IF 2.4 3区 医学 Q3 NEUROSCIENCES Pub Date : 2025-11-19 DOI: 10.1007/s12311-025-01929-5
Sadegh Ghaderi, Sana Mohammadi, Minoo Sisakhti, Seyed Amir Hossein Batouli

The cerebellar vermis undergoes diverse structural changes with aging, yet region-specific aging patterns remain underexplored. Using Brain Structure Age (BSA), a deep learning biomarker from structural magnetic resonance imaging (MRI), we aimed to: (1) evaluate effects of volume, BMI, and education on vermis aging; (2) examine sex differences; and (3) analyze aging trajectories across young (20-39), middle-aged (40-59), and older adults (≥ 60). A cross-sectional study of 245 healthy participants from the Iranian Brain Imaging Database utilized high-resolution 3D T1-weighted images from a 3T MRI with a 64-channel coil. We calculated BSA and cerebellar vermis subregional volumes (lobules I-V, VI-VII, VIII-X). ANCOVA models examined the impact of age group, sex, BMI, education, and vermis volume on biological age, with Bonferroni-adjusted post hoc comparisons. The results revealed robust age-dependent gradients, with posterior lobules VIII-X showing the steepest decline (adjusted R2 = 0.747-0.784, p < 0.001). Volumetric preservation was protective in the anterior and posterior superior subregions (lobules I-V: β = - 1.75, p = 0.003; VI-VII: β = - 3.78, p = 0.004, respectively), but not in VIII-X (p = 0.861). A marginal age group × sex interaction suggested accelerated male aging in older groups. BMI and education had no significant effects (p > 0.15). Models explained 74.7-79.1% of variance in biological age (R2 = 0.747-0.791). In conclusion, BSA identifies distinct aging patterns in the cerebellar vermis, with posterior subregions being more vulnerable, highlighting anterior-posterior gradients and minimal lifestyle influence.

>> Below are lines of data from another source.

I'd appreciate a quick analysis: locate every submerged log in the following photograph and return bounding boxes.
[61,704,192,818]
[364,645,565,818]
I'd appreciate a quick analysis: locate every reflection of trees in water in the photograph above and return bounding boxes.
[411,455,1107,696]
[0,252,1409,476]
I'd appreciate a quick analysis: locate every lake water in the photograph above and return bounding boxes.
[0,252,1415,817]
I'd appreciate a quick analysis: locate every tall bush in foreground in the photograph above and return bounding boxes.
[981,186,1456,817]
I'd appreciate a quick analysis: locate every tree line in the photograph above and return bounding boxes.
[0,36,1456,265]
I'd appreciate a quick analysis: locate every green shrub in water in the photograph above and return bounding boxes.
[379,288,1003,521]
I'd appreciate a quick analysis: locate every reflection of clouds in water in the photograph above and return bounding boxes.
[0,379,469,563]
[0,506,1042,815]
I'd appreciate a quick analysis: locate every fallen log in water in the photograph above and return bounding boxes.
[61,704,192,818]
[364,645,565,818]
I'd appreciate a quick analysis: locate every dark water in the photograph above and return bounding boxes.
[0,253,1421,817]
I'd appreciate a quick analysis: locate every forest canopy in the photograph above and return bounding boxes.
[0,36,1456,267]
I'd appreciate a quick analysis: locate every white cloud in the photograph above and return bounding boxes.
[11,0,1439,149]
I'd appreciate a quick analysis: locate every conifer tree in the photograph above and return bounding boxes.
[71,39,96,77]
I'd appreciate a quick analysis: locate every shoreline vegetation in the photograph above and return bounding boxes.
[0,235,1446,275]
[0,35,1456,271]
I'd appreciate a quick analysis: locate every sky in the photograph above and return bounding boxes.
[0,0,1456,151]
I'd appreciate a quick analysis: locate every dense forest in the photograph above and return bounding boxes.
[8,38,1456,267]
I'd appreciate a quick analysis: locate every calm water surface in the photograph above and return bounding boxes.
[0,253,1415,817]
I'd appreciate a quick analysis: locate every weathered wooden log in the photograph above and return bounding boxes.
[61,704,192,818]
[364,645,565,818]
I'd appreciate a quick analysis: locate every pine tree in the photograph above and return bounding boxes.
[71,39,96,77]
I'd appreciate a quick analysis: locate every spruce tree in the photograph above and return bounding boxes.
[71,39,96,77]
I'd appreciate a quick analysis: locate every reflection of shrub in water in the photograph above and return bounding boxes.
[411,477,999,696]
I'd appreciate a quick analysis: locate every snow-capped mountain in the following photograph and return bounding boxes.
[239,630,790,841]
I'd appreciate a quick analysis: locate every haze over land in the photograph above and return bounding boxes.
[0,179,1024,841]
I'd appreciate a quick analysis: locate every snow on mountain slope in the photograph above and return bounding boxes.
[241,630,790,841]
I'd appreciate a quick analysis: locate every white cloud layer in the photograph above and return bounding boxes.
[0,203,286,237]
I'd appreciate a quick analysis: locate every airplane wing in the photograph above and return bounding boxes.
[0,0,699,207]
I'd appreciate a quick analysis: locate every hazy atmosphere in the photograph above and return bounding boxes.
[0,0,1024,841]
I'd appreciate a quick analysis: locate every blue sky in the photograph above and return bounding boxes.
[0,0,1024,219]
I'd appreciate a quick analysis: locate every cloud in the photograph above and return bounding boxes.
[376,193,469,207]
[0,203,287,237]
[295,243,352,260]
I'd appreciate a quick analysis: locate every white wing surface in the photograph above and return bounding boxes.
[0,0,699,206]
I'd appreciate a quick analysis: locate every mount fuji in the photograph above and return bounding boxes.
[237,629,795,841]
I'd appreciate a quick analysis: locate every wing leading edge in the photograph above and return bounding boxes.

随着年龄的增长,小脑蚓部经历了多种结构变化,但区域特异性衰老模式仍未得到充分研究。利用脑结构年龄(BSA),一种来自结构磁共振成像(MRI)的深度学习生物标志物,我们的目的是:(1)评估体积、BMI和教育对蚓体衰老的影响;(2)检查性别差异;(3)分析青年(20-39岁)、中年(40-59岁)和老年人(≥60岁)的衰老轨迹。一项来自伊朗脑成像数据库的245名健康参与者的横断面研究使用了64通道线圈3T MRI的高分辨率3D t1加权图像。我们计算了BSA和小脑蚓分区域体积(小叶I-V, VI-VII, VIII-X)。ANCOVA模型检验了年龄组、性别、BMI、教育程度和蠕虫体积对生物年龄的影响,并采用bonferroni调整后的事后比较。结果显示了稳健的年龄依赖性梯度,后小叶VIII-X表现出最急剧的下降(调整R2 = 0.747-0.784, p 0.15)。模型解释了74.7% -79.1%的生物年龄方差(R2 = 0.747-0.791)。综上所述,BSA识别出小脑蚓部不同的衰老模式,其中后部亚区更脆弱,突出了前后梯度和最小的生活方式影响。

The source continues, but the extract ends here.